2025年10月12日、神奈川県川崎市にある洗足学園音楽大学で、特別対談イベントが開催されました。ドラマーの山口智史氏、現在は無期限活動休養中ですが、かつては音楽シーンで活躍していたことはご存知の方も多いでしょう。今回の対談相手は、慶應義塾大学の藤井進也准教授です。彼はドラマーの身体についての科学的研究に取り組み続けており、音楽と科学の融合を探る素晴らしい知識を持っています。
洗足学園フェスティバル2025の一環として行われたこの対談では、音楽家にとっての重大な神経疾患「ミュージシャンズ・ジストニア」に焦点が当てられました。これは、演奏技術に大きな影響を及ぼす病で、近年日本の音楽界で注目を浴びている課題です。山口氏自身がこの病と向き合いながら音楽を追求してきた経験は、非常に貴重なものです。

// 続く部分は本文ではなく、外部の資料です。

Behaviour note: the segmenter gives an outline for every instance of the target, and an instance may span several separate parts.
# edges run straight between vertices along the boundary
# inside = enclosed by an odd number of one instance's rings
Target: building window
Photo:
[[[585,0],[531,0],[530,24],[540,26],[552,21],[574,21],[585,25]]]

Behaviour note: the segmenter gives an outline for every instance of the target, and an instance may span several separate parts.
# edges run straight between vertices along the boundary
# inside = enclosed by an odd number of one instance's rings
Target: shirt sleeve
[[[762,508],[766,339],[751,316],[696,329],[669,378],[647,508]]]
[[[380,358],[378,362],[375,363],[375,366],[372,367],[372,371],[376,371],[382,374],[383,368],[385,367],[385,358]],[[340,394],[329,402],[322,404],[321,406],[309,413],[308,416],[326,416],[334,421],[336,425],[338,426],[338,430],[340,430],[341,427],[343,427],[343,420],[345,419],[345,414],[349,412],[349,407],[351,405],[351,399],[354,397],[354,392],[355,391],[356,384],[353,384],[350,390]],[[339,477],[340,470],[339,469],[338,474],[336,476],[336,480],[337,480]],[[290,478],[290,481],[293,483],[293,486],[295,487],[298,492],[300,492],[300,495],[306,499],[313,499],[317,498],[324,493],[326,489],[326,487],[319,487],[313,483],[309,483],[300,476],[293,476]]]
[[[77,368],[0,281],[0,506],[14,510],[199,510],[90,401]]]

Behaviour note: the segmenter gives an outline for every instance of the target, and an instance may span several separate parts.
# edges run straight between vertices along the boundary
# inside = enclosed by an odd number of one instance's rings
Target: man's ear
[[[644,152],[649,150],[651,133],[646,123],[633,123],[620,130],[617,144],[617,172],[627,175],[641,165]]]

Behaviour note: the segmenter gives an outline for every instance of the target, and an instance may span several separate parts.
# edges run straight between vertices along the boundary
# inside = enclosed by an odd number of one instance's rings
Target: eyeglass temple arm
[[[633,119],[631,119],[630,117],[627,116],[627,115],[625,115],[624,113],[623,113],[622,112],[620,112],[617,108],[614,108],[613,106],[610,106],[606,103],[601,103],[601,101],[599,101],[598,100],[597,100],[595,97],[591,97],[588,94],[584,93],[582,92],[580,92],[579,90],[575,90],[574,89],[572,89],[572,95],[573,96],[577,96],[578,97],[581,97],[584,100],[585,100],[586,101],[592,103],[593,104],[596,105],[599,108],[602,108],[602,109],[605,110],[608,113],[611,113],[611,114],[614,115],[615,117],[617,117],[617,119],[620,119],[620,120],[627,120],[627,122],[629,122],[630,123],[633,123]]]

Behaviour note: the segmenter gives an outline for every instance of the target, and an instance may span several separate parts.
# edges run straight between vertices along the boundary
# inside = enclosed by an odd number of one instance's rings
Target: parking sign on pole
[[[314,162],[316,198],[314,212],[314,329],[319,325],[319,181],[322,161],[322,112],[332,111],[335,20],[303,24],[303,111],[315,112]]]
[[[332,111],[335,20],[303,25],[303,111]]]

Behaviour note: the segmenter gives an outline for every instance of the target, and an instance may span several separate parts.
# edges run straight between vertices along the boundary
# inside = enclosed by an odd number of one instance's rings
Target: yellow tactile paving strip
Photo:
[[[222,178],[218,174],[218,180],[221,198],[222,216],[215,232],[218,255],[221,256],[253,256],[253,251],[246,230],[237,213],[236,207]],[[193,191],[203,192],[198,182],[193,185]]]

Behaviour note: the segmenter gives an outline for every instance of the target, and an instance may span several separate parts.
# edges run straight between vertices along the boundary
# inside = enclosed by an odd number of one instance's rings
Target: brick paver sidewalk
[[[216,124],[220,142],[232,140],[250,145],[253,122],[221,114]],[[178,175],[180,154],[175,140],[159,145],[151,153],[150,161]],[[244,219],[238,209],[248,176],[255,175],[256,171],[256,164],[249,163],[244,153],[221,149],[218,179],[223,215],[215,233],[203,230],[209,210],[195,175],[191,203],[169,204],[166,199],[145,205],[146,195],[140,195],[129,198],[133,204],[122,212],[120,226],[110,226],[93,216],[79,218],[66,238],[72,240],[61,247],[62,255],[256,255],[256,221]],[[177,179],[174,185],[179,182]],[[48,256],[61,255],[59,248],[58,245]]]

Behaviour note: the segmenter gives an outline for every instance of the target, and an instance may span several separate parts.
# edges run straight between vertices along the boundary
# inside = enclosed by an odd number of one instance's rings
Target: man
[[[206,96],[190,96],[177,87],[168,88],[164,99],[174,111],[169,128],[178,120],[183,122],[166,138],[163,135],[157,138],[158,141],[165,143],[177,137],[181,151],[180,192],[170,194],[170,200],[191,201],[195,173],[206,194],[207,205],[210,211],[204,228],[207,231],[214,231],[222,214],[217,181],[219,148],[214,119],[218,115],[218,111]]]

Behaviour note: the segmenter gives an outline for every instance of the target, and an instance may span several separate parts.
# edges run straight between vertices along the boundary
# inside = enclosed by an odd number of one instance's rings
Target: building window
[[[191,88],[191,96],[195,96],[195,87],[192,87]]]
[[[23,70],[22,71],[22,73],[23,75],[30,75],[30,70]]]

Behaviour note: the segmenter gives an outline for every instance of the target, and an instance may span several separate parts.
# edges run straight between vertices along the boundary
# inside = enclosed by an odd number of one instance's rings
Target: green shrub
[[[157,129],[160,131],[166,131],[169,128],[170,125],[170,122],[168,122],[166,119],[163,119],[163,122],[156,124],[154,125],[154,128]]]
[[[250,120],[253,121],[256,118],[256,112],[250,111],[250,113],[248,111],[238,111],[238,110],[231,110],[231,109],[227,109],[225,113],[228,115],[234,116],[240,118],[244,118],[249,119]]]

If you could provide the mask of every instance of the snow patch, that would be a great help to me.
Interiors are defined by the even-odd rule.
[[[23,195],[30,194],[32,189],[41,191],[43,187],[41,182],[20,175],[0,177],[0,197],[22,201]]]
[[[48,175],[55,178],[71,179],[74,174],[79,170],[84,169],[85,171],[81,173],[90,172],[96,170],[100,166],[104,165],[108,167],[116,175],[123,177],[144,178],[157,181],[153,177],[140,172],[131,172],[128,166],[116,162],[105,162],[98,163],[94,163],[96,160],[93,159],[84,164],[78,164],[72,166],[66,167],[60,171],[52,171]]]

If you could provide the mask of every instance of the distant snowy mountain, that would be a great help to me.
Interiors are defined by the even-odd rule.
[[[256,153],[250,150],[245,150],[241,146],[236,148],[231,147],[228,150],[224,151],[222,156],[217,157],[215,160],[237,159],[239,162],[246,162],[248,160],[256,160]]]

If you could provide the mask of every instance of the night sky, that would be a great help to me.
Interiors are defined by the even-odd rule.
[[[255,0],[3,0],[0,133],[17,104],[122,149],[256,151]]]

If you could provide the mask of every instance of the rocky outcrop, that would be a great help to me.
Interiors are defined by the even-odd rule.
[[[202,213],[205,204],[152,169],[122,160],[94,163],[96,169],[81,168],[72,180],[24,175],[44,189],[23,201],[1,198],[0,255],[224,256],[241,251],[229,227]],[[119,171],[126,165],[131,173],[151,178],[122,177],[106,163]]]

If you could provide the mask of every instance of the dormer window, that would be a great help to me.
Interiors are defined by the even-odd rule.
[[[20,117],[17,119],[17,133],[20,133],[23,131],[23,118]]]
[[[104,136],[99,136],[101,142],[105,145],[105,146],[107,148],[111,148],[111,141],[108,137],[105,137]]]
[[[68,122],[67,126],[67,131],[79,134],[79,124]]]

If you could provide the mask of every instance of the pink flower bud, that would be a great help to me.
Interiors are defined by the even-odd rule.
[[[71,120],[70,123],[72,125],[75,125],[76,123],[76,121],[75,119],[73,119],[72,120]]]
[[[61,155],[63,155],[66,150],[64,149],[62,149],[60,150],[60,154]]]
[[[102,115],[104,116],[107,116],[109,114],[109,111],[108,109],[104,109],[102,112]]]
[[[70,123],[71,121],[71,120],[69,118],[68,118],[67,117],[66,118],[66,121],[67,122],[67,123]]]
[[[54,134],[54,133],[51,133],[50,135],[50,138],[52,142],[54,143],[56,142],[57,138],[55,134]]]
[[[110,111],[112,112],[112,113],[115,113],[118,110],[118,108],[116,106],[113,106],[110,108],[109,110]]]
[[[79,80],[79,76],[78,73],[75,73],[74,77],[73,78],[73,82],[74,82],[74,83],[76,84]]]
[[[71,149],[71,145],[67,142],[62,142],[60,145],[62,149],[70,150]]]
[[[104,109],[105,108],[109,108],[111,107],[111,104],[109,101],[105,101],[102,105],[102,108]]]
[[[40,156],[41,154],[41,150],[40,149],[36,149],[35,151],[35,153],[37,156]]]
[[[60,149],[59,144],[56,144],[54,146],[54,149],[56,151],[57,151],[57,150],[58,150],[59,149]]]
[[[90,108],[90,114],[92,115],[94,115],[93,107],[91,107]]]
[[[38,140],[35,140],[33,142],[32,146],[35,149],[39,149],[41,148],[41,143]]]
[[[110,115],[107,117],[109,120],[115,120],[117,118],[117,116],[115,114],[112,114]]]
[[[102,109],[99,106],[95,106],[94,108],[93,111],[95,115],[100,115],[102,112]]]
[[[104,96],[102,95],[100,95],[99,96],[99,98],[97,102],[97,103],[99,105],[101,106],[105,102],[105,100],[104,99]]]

対談中、彼はこれまでの苦労や試行錯誤を振り返り、「不安を抱えながらも音楽を続けることの大切さ」を語りました。藤井准教授は、ジストニアに関する研究の最前線や、特にドラマーとして重要な筋肉と神経の関係についての知見を共有しました。また、両氏はYAMAHAと共同開発中の「声でドラムを奏でる」システム、VXDの実演も行い、参加者たちを魅了しました。
さらに特別な瞬間として、山口氏が大学在学中に師事していた恩師、松山修講師との共演が実現しました。この演奏は、元生徒が母校で恩師と再び音楽を奏でるという、感動的な瞬間を生み出しました。会場は多くのファン、学生、教職員で賑わい、盛況のうちに進行していきました。
両氏は、追体験を通じた教育の重要性と、自らの経験を新世代の音楽家たちに伝える意義についても意見を交わしました。山口氏は「演奏できる環境があったからこそ、今日の自分がある」という感謝の念を述べ、藤井准教授は「音楽と科学の境界を超え、自由に音楽を楽しむことが重要である」と力強く語りました。
洗足学園音楽大学は、今後も、第一線で活躍する専門家を招いた講演やプログラムを通じて、学生たちに刺激的な学びの場を提供し続けることを約束しています。音楽を愛する若者たちにとって、このような対談は、自身の未来に対する大きな希望と勇気を与えたことでしょう。
音楽家としての新たな道を模索し続ける山口智史氏。そして、科学的視点から音楽を支える藤井進也准教授。今後二人がどのようなコラボレーションを展開していくのか、注目が集まります。洗足学園音楽大学の取り組みは、あくまで教育の一環であり、未来に向けた音楽界の発展を願うものとなるでしょう。